Fatalnie zaprezentowały się własnej publiczności siatkarki BTPS-u Białystok, które w trzech setach trwających 54 minuty przegrały z AZS-em AWF-em Warszawa. - Wstyd nam za tą przegraną - przyznał Artur Sakowicz, trener BTPS-u

Obie drużyny znały swoje słabe i mocne strony, bo przed sezonem rozegrały sparing. Wtedy mecz trwał pięć setów, minimalnie lepsze okazały się akademiczki z Warszawy. Tym razem podopieczne Andrzeja Ojrzanowskiego (notabene nieobecnego w Białymstoku) całkowicie zdominowały rywalizację.

- Zaskoczyły nas przede wszystkim szybką grą - zdradził trener Sakowicz. - Moje podopieczne nie nadążały z ustawieniem bloku.

Próbkę możliwości siatkarki z Warszawy dały w pierwszym secie. Punkty zdobywały w ekspresowym tempie. Przy stanie 6:18 stało się jasne, że BTPS seta nie wygra. Białostoczanki urwały tylko 12 punktów. W drugim secie sprawiały wrażenie zmęczonych. Może wpływ na ich grę miał czwartkowy, sześciosetowy sparing z Pronarem Zeto AZS Białystok, który przegrały 0:6.

- Nie sądzę - ocenia trener Sakowicz. - To była typowo treningowa gierka. Nie mogły się zmęczyć. Podczas piątkowego treningu wszystko było w porządku. W meczu z warszawiankami po prostu zagrały słabo. Nie można wygrać, jeśli marnuje się tyle zagrywek.

W drugim secie BTPS zagrał lepiej, ale na potęgę marnował właśnie serwisy - aż osiem razy. Gospodynie nie potrafiły przebić się przez blok warszawianek, co w rezultacie zadecydowało o przegranej do 20. W ostatnim secie wyrównana walka trwała tylko do stanu 5:5. Później seriami punkty zdobywał zespół gości.

- Brakowało nam odbioru, grałyśmy za mało kombinacyjnie - tłumaczy Małgorzata Sobolewska, kapitan BTPS-u. - Straciłyśmy blisko połowę ze swojej wartości.
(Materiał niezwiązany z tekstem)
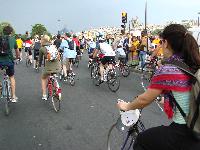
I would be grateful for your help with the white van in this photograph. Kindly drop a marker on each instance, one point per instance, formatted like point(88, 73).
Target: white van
point(195, 31)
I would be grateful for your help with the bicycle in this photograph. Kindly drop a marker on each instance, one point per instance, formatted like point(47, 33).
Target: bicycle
point(110, 76)
point(124, 68)
point(37, 64)
point(6, 90)
point(122, 134)
point(28, 61)
point(148, 71)
point(76, 61)
point(54, 91)
point(70, 75)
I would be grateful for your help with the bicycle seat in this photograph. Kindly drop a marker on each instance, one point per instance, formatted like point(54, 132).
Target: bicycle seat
point(3, 67)
point(127, 120)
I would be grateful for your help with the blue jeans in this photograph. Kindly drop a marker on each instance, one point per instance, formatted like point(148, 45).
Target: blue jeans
point(142, 56)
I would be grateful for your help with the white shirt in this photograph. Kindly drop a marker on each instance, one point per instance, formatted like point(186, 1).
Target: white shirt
point(121, 52)
point(106, 49)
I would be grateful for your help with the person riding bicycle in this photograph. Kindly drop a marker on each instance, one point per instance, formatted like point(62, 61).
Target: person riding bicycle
point(69, 53)
point(8, 59)
point(36, 48)
point(28, 44)
point(108, 55)
point(178, 45)
point(50, 66)
point(19, 45)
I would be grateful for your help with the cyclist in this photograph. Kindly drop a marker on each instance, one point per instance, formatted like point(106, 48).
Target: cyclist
point(77, 42)
point(19, 45)
point(179, 45)
point(69, 53)
point(58, 41)
point(108, 55)
point(28, 44)
point(50, 66)
point(8, 60)
point(36, 47)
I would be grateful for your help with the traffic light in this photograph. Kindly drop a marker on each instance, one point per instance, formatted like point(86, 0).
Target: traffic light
point(124, 17)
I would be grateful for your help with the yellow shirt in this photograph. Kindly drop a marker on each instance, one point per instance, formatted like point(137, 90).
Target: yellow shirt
point(156, 41)
point(19, 43)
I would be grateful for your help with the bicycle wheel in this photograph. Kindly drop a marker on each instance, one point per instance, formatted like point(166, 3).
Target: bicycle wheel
point(93, 70)
point(96, 77)
point(28, 63)
point(113, 81)
point(72, 79)
point(37, 67)
point(56, 98)
point(76, 62)
point(119, 139)
point(7, 98)
point(125, 71)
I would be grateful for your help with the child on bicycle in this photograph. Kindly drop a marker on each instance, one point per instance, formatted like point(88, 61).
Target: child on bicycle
point(50, 66)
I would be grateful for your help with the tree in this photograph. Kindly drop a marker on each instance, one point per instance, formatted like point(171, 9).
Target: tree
point(38, 29)
point(4, 24)
point(156, 31)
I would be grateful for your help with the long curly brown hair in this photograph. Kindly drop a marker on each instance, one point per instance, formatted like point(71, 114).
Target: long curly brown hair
point(183, 43)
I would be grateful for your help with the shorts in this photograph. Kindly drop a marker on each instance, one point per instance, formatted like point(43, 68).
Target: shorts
point(172, 137)
point(51, 67)
point(67, 60)
point(10, 70)
point(122, 59)
point(36, 54)
point(108, 59)
point(28, 49)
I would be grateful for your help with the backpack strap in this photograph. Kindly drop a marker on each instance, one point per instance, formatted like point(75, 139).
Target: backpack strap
point(179, 107)
point(181, 65)
point(196, 114)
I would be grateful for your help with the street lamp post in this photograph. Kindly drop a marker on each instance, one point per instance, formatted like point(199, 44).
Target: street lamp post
point(146, 23)
point(58, 25)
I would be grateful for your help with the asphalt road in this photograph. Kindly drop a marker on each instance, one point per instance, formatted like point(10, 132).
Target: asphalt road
point(86, 115)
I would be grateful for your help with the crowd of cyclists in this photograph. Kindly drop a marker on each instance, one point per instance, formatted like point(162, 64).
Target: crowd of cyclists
point(58, 54)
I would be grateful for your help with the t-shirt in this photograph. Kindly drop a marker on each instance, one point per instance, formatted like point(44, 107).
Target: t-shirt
point(19, 43)
point(12, 45)
point(120, 52)
point(106, 49)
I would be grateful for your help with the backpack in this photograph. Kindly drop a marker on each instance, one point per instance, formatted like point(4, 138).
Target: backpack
point(4, 45)
point(52, 53)
point(37, 45)
point(193, 118)
point(71, 44)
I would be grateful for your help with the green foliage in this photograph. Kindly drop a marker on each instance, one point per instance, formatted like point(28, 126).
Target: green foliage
point(156, 31)
point(4, 24)
point(38, 29)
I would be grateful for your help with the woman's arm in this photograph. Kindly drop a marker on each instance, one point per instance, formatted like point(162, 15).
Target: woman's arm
point(141, 101)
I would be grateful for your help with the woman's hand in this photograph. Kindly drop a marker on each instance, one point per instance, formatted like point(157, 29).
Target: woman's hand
point(123, 105)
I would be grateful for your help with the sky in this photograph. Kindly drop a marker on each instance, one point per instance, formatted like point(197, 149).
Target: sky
point(78, 15)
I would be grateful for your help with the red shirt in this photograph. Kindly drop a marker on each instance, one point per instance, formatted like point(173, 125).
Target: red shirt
point(76, 41)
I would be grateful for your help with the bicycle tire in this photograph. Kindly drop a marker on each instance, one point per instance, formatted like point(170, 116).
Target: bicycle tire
point(72, 80)
point(125, 71)
point(96, 77)
point(118, 140)
point(28, 63)
point(56, 99)
point(113, 81)
point(7, 99)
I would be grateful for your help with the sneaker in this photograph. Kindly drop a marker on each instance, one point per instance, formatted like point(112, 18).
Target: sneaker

Brak nam motywacji, w końcu nie mamy sponsora i gramy za darmo.

W warszawskim AZS-ie trenują dwie białostoczanki - Ewa Ołtarzewska i Anna Prus. Obie nie mogą grać w lidze, bo ich licencje spoczywają w... AZS-ie Białystok.

- Oba kluby nie potrafią się dogadać w sprawie kwoty wypożyczenia - mówi Prus, która przyjechała do Białegostoku, ale całe spotkanie, tak jak Ołtarzewska, przesiedziała na ławce rezerwowych. - To już nie pierwszy raz. Ewa w każdym z trzech sezonów, jakie spędziła w tym klubie, nigdy nie grała w pierwszych spotkaniach ligi.

BTPS BIAŁYSTOK - AZS AWF WARSZAWA 0:3

Sety: 12:25, 20:25, 19:25.

BTPS: Zakrzewska, Piwko, Chajęcka, Sobolewska, Piśmienna, Piekarska, Bartoszuk (libero) oraz Sasimowicz, Sianko, Malinowska.

Wyniki innych spotkań 3. kolejki: ŁKS Łódź - UKS Warmiss Volley Olsztyn 3:0; AZS Uniwersytet Warszawa - AZS Politechnika Radomska 1:3.